第3実施形態に係るデフケース3は、潤滑剤がケース内外で通流する開放型である。具体的には、デフケース蓋50の蓋本体60に、デフケース3の内外を連通する2つの窓部69が形成されている。これにより、例えば、回転するデフケース3が掻き上げた潤滑剤が、窓部69を通って、デフケース3内に流入するようになっている。これにより、デフケース3内の潤滑剤が入れ替わり、流出した潤滑剤を潤滑剤フィルタ等で洗浄することもできる。
【0056】
また、デフケース本体10を構成する半球殻状部20の外周面に2本の第1リブ28、28が突出形成されている。各第1リブ28は、前側の差込孔21から半球殻状部20の肩部29を経由して後側の差込孔21に延びる円弧状のリブである。

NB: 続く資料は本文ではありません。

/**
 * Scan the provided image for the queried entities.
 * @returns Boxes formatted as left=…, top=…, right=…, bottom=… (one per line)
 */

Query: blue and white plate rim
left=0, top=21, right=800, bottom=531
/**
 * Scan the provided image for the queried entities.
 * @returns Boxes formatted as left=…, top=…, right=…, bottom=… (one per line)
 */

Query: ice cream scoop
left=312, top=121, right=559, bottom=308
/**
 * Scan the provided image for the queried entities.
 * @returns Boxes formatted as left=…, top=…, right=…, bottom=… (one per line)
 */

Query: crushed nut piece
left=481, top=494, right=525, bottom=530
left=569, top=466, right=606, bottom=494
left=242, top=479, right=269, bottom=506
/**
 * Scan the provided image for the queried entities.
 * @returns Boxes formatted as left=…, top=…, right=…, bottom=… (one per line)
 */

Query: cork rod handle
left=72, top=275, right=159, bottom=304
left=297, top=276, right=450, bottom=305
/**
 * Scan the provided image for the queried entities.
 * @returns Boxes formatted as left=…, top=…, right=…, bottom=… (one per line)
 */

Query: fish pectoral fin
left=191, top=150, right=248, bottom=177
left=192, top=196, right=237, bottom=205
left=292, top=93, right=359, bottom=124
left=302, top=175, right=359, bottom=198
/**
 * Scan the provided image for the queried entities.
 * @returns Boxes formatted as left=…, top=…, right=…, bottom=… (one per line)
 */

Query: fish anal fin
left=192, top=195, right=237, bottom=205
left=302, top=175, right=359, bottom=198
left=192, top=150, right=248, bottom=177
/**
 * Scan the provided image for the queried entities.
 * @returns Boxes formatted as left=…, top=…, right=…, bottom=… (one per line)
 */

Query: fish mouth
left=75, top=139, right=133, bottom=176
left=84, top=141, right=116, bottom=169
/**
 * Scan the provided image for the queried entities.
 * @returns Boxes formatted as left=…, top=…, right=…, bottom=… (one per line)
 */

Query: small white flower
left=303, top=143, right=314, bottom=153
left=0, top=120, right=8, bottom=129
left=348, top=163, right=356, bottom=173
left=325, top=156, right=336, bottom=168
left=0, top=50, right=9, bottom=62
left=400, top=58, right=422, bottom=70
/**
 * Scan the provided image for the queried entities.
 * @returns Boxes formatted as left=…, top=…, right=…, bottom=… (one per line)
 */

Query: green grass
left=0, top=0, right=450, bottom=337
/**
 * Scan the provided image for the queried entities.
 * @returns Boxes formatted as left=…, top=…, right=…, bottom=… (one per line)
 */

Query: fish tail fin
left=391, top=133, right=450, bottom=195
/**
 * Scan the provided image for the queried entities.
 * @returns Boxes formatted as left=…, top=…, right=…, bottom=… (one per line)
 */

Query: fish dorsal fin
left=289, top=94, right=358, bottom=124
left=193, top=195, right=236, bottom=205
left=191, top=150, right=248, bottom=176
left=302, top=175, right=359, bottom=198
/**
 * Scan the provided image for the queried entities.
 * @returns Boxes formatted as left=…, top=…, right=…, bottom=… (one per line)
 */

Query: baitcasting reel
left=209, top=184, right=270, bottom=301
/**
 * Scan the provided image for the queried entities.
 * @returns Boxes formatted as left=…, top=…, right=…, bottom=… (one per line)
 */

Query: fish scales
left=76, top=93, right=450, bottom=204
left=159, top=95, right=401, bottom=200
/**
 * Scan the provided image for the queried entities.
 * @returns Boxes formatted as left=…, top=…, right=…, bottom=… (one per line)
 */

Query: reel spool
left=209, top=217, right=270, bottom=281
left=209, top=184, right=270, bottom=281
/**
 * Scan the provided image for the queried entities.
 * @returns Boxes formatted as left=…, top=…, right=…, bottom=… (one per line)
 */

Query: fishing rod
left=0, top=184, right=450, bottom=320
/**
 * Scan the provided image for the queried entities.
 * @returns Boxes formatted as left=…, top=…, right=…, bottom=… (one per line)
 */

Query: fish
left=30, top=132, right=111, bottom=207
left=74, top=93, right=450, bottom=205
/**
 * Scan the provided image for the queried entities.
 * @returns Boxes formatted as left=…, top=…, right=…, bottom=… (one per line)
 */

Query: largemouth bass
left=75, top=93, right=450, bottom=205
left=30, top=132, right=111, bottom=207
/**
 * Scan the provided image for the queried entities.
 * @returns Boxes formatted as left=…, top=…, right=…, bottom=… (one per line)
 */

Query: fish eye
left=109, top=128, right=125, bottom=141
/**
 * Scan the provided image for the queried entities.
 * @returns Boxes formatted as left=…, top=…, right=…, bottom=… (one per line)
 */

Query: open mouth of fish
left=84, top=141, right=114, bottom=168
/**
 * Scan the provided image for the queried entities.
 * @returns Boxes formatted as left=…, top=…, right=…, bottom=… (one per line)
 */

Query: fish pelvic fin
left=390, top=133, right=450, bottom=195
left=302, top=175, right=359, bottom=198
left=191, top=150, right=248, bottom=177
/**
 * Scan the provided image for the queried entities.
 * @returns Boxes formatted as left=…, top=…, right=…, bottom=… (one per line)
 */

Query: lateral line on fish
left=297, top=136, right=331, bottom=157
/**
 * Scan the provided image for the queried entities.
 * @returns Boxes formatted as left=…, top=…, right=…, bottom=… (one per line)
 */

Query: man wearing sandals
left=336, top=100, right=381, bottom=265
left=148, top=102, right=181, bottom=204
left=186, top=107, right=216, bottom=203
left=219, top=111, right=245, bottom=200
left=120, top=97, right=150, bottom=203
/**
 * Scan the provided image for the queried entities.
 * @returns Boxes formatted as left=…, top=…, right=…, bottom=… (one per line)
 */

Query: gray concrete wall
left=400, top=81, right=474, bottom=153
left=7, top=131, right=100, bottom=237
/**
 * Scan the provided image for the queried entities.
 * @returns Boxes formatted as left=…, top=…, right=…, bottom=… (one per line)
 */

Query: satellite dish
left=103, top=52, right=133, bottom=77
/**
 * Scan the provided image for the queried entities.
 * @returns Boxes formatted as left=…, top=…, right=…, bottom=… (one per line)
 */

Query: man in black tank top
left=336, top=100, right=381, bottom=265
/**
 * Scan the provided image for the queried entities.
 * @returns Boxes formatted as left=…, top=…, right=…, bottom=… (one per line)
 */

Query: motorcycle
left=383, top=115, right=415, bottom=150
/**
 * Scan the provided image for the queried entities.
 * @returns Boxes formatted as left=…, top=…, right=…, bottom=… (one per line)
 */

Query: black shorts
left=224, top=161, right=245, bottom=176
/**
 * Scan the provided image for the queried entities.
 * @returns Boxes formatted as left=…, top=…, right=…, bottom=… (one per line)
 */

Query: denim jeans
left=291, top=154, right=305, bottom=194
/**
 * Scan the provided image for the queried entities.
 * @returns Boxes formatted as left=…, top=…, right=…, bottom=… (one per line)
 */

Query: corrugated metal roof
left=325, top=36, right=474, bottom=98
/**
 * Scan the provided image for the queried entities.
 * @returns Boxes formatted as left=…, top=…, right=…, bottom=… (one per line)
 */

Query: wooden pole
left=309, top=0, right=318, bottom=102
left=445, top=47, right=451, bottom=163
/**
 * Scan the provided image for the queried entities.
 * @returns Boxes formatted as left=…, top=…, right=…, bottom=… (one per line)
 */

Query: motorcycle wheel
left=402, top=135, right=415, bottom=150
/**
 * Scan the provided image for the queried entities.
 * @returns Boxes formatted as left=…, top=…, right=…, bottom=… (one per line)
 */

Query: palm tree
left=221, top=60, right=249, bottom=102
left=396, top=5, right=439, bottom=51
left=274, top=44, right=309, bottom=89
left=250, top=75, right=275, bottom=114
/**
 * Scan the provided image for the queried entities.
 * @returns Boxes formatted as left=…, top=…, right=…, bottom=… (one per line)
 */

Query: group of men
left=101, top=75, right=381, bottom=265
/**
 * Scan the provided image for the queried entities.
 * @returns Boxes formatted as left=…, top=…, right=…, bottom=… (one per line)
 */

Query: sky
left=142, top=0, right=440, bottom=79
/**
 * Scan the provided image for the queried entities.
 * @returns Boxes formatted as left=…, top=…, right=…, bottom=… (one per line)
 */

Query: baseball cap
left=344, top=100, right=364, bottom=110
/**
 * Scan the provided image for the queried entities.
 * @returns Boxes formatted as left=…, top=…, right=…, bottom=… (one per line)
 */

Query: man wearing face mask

2本の第1リブ28、28は、偏心回転しないように軸線O1を中心として対称であって、正面視において、前側の差込孔21を基準として右斜め上方向と右斜め下方向とにそれぞれ延びており、
図12における水平面となす角度は概ね45°である。各第1リブ28は、半球殻状部20の他の部分よりも厚肉で形成されており、他の部分は薄肉で形成されている。これにより、デフケース本体10の強度を高めつつ、軽量化が図られている。
【0057】
同様に、デフケース蓋50を構成する蓋本体60の外周面に2本の第2リブ67、67が突出形成されている。各第2リブ67は、前側の差込孔21から大径のフランジ部6を挟んで、蓋本体60の肩部68を経由して後側の差込孔21に延びる円弧状のリブである。2本の第2リブ67、67は、偏心回転しないように軸線O1を中心として対称であって、正面視において、前側の差込孔21を基準として左斜め上方向と左斜め下方向とにそれぞれ延びており、
図12における水平面となす角度は概ね45°である。すなわち、2本の第1リブ28、28と、2本の第2リブ67、67とは、正面視において、差込孔21を基準中心として、概ね等間隔で放射状に延びている。各第2リブ67は、蓋本体60の他の部分よりも厚肉で形成されており、他の部分は薄肉で形成されている。
【0058】
このように、2本の第1リブ28、28と、2本の第2リブ67、67と、大径のフランジ部6とは、概ね、ピニオンシャフト110の差し込まれる差込孔21を中心として、外殻壁部5(デフケース3)の外周面全体に形成されている。これにより、デフケース3とピニオンシャフト110との間で応力が一部に集中せず、デフケース3全体に分散されるようになっている。